Menjawab pertanyaan sekiranya biaya pengeboran sekarang dialihkan ke korban lumpur?, menurut Ketua Fraksi Golkar di DPRD Jatim ini, itu tidak tepat.
"Kalau dialihkan biaya pengeboran di Kalidawar untuk pembayaran korban lumpur, itu jelas tidak tepat. Tapi dengan pengeboran di Desa Kalidawir, maka Lapindo Brantas akan bisa lebih produktif dalam membantu para korban lumpur Sidoarjo.
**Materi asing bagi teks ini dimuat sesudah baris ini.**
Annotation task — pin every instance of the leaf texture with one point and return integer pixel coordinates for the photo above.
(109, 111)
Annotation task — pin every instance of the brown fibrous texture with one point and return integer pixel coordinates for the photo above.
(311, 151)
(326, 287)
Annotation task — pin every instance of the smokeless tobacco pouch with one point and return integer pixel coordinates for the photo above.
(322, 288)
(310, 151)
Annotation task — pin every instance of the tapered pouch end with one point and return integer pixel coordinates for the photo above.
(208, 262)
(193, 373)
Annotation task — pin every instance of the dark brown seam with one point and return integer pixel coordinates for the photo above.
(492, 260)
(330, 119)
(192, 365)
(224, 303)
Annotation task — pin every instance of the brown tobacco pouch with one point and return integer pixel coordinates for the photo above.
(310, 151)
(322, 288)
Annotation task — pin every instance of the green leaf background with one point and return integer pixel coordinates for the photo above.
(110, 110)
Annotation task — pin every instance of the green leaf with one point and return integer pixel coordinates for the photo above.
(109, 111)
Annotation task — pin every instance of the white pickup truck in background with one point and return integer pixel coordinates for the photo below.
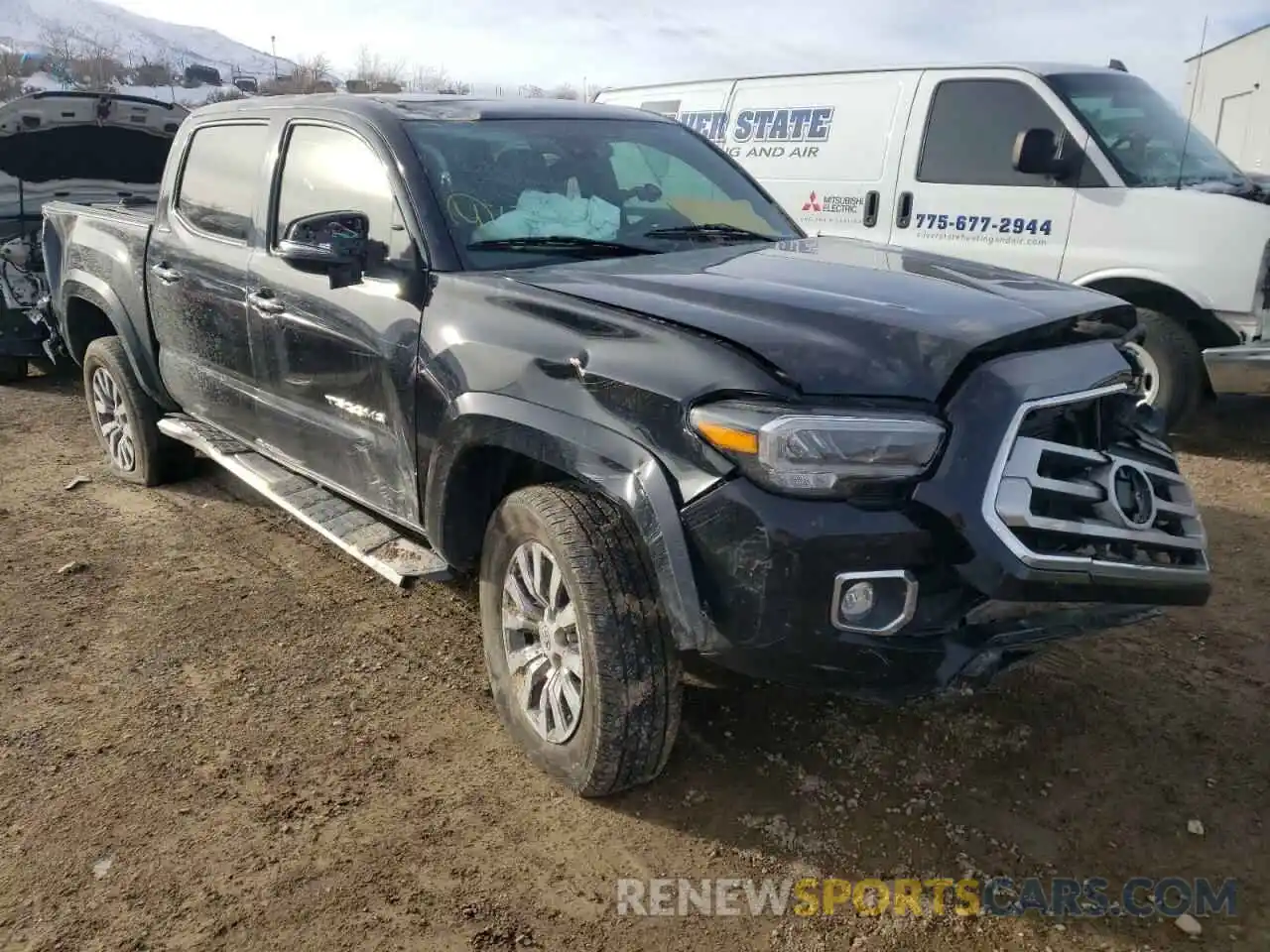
(1076, 173)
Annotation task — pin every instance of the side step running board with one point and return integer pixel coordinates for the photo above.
(368, 539)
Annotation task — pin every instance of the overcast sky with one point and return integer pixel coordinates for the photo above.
(642, 41)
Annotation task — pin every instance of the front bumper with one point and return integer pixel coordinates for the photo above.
(21, 335)
(1243, 368)
(767, 565)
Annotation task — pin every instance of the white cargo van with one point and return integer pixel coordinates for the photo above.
(1076, 173)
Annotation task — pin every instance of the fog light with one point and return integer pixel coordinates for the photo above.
(856, 602)
(874, 603)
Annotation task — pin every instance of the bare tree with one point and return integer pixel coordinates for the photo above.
(375, 70)
(153, 73)
(98, 60)
(427, 79)
(310, 73)
(59, 42)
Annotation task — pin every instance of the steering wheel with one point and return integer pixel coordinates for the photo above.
(467, 209)
(649, 218)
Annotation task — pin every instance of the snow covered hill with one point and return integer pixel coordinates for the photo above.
(27, 26)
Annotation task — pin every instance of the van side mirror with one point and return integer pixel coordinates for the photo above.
(1037, 154)
(331, 243)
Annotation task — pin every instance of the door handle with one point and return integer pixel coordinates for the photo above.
(871, 200)
(905, 209)
(266, 302)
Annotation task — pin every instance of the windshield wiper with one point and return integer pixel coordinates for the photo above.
(561, 243)
(711, 231)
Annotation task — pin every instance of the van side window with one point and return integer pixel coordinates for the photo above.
(970, 132)
(325, 171)
(217, 184)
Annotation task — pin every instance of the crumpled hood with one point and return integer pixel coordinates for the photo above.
(837, 316)
(105, 136)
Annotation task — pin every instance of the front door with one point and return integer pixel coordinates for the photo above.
(195, 276)
(338, 363)
(959, 193)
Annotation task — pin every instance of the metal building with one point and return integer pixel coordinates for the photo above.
(1229, 85)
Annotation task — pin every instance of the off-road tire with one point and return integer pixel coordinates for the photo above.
(158, 458)
(13, 370)
(631, 684)
(1182, 367)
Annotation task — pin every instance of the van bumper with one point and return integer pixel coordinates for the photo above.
(1243, 368)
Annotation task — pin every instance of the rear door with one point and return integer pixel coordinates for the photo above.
(826, 148)
(959, 193)
(195, 275)
(338, 363)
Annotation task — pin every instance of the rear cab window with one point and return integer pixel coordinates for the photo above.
(216, 190)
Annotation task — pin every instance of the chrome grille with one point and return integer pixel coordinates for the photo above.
(1061, 500)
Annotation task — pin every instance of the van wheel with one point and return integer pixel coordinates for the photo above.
(126, 420)
(583, 670)
(1173, 367)
(13, 370)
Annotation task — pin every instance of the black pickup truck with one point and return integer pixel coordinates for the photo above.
(576, 350)
(75, 146)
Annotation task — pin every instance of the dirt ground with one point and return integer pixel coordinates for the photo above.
(217, 733)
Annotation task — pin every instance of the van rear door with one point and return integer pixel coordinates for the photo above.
(826, 148)
(959, 193)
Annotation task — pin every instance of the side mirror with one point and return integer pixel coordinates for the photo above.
(331, 243)
(1037, 154)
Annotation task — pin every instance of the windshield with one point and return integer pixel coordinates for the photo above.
(1142, 134)
(526, 191)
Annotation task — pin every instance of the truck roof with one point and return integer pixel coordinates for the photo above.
(1037, 68)
(422, 105)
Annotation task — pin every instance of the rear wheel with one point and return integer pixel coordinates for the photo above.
(583, 670)
(1173, 368)
(126, 420)
(13, 370)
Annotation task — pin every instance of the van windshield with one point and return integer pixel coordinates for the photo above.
(526, 191)
(1141, 132)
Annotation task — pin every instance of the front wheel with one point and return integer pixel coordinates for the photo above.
(1173, 368)
(583, 670)
(13, 370)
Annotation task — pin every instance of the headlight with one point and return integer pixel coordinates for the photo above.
(818, 453)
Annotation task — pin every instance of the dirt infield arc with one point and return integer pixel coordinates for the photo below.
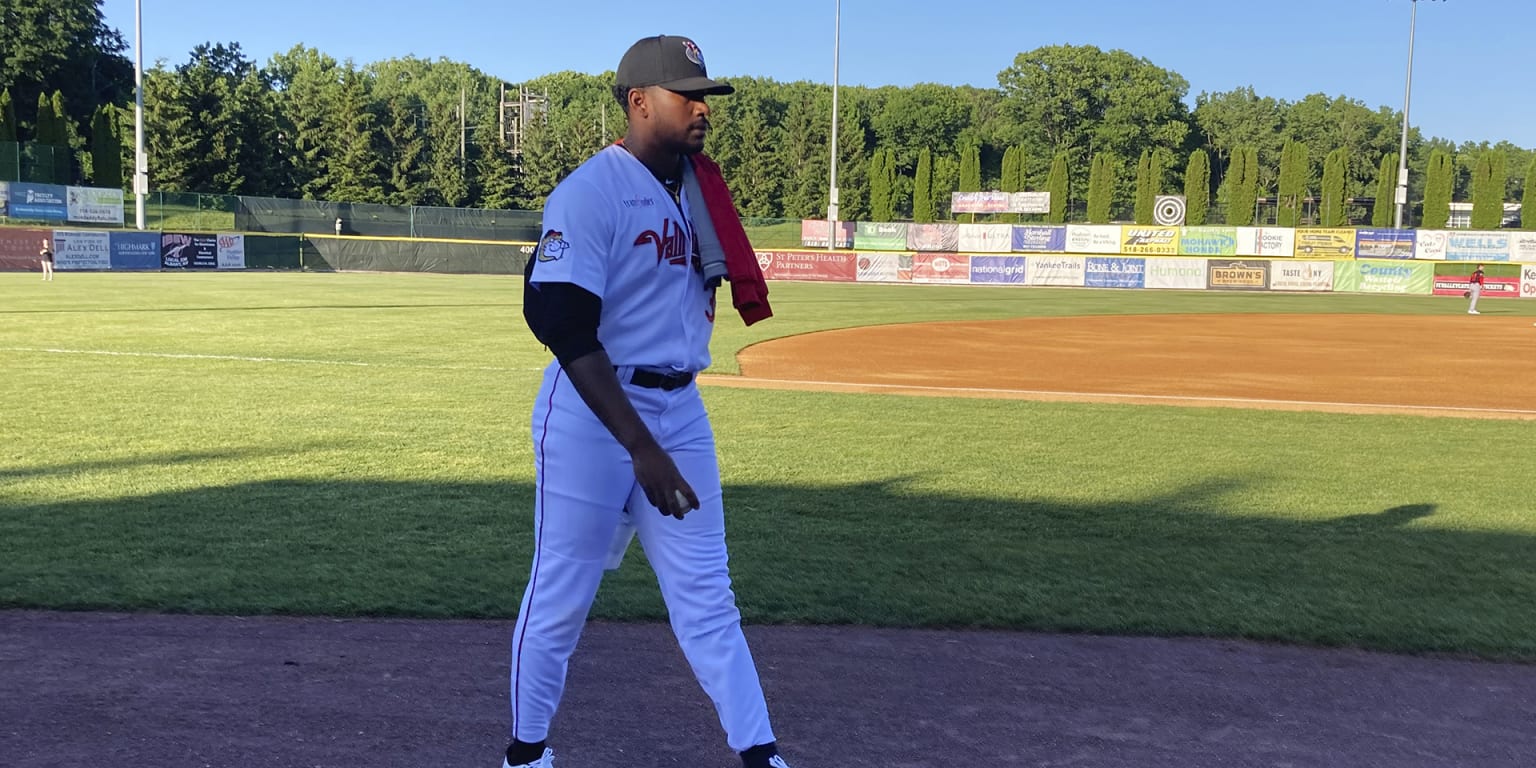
(1458, 366)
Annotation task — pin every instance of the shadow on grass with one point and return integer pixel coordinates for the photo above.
(877, 553)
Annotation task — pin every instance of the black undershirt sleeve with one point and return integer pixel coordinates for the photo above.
(562, 317)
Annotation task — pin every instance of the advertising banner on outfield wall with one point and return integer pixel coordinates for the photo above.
(135, 249)
(1498, 280)
(1175, 274)
(1476, 246)
(232, 251)
(1324, 243)
(880, 235)
(1522, 244)
(1032, 238)
(96, 205)
(1208, 241)
(986, 238)
(182, 251)
(808, 264)
(1115, 272)
(1301, 275)
(997, 269)
(19, 248)
(813, 232)
(1224, 274)
(940, 268)
(933, 237)
(879, 268)
(1384, 243)
(1266, 241)
(79, 249)
(1383, 277)
(1152, 241)
(1089, 238)
(1057, 271)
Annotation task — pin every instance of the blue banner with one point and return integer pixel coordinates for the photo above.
(997, 269)
(48, 201)
(1046, 240)
(1384, 243)
(135, 249)
(1115, 272)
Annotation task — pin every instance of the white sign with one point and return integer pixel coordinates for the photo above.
(986, 238)
(96, 205)
(1175, 274)
(1057, 271)
(1266, 241)
(1522, 244)
(1430, 244)
(879, 268)
(1089, 238)
(232, 252)
(1301, 275)
(76, 249)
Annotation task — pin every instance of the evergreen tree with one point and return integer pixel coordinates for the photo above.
(1487, 191)
(923, 188)
(1436, 191)
(1529, 198)
(1383, 214)
(1197, 189)
(1146, 192)
(971, 169)
(1100, 189)
(1243, 191)
(1057, 186)
(1334, 171)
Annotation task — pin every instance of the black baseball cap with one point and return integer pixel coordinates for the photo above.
(670, 62)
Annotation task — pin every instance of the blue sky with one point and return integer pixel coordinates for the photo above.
(1355, 48)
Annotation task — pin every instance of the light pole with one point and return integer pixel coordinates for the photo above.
(831, 188)
(1407, 97)
(140, 158)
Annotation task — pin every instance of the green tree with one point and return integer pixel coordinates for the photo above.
(971, 169)
(1243, 186)
(1146, 189)
(1102, 189)
(1383, 212)
(1487, 191)
(1529, 198)
(1197, 189)
(923, 188)
(1334, 171)
(1059, 186)
(1294, 171)
(1438, 191)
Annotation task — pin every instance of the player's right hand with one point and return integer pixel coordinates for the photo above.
(664, 486)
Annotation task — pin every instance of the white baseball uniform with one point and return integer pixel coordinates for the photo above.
(615, 231)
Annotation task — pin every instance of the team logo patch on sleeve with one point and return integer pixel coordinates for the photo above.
(552, 246)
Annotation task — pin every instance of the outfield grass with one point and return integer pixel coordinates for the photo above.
(381, 466)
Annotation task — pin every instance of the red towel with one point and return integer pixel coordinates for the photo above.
(748, 288)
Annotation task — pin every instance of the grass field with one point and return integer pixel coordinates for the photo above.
(357, 444)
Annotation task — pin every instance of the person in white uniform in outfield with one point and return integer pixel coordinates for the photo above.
(621, 436)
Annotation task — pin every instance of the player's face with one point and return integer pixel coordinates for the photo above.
(681, 119)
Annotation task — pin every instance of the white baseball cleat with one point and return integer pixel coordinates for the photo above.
(547, 761)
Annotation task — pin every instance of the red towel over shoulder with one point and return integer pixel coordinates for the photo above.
(748, 288)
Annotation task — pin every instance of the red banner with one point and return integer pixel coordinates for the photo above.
(808, 264)
(940, 268)
(19, 248)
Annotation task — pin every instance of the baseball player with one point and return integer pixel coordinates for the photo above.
(1475, 289)
(621, 438)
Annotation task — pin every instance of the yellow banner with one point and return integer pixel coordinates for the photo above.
(1324, 243)
(1158, 241)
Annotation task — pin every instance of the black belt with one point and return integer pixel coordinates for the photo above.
(662, 381)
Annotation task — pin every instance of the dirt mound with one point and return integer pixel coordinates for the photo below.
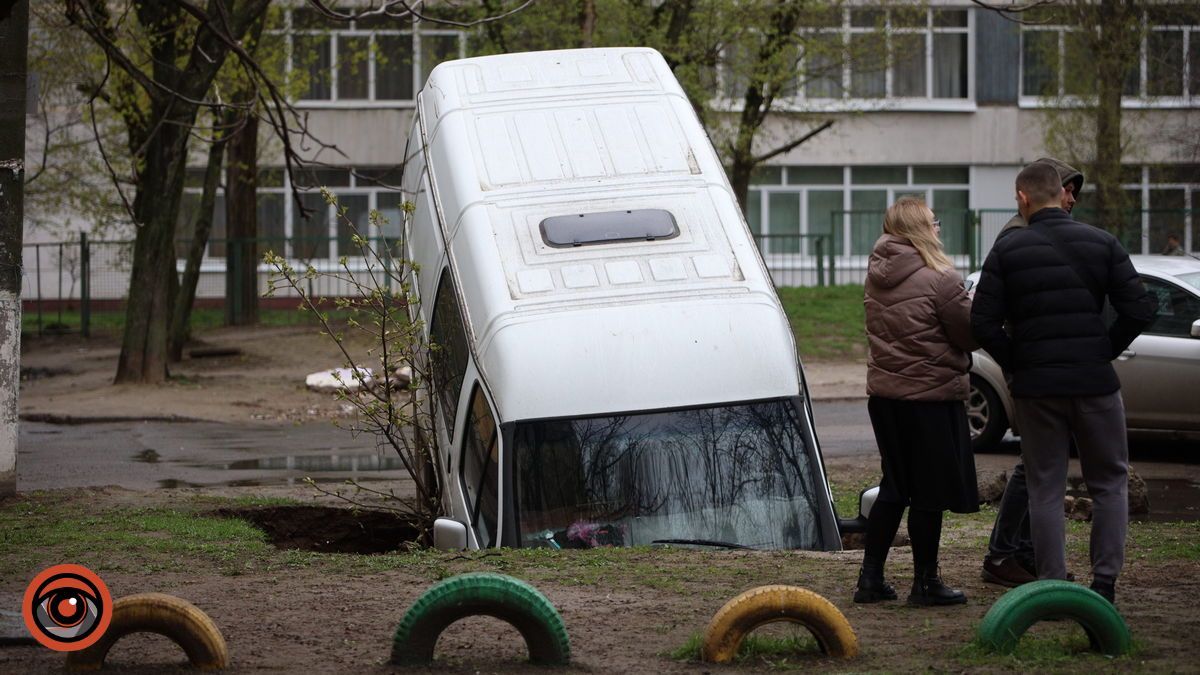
(329, 530)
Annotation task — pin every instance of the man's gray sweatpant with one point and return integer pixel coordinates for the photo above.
(1098, 425)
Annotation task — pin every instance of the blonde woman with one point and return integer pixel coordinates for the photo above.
(918, 323)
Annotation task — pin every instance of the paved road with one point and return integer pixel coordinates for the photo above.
(159, 454)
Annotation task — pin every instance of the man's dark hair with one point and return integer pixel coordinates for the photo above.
(1039, 181)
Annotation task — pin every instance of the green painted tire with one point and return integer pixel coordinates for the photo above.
(489, 595)
(1013, 614)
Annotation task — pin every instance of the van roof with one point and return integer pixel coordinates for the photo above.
(682, 320)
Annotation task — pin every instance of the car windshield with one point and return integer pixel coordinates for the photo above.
(731, 476)
(1192, 279)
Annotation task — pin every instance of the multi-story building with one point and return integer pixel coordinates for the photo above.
(957, 101)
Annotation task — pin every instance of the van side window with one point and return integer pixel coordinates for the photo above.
(481, 466)
(448, 350)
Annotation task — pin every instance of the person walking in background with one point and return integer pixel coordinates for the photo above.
(1174, 246)
(1049, 281)
(1009, 560)
(918, 327)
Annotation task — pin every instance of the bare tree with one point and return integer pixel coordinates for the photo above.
(161, 58)
(13, 39)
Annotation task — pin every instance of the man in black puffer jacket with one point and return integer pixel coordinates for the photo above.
(1049, 282)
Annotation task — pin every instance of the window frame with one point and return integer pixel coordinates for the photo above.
(846, 186)
(351, 30)
(802, 102)
(473, 495)
(287, 190)
(1143, 99)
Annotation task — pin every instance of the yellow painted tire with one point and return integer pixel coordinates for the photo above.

Sementara Humas BPLS Akhmad Kusairi menjelaskan, pengeboran yang dilakukan oleh PT Lapindo izinnya dari BP Migas sementara BPLS hanya berada dalam wilayah area penanggulangan Lumpur Sidoarjo.
Demikian juga soal ancaman geologi yang berada di area pengeboran, sesuai hasil kajian Tim Terpadu Bentukan Dewan Pengarah BPLS, bahwa area tersebut (Desa Kalidawir) tidak masuk dalam wilayah bahaya geologi, imbuh Akhmad Kusairi.
"Dalam perpres 37 tahun 2012, hanya wilayah 65 RT yang kemudian tanah dan bangunannya di beli oleh pemerintah dengan menggunakan dana APBN, dan wilayah 65 RT tersebut sudah dinyatakan tidak layak huni," tegas dia. (fas/jpnn)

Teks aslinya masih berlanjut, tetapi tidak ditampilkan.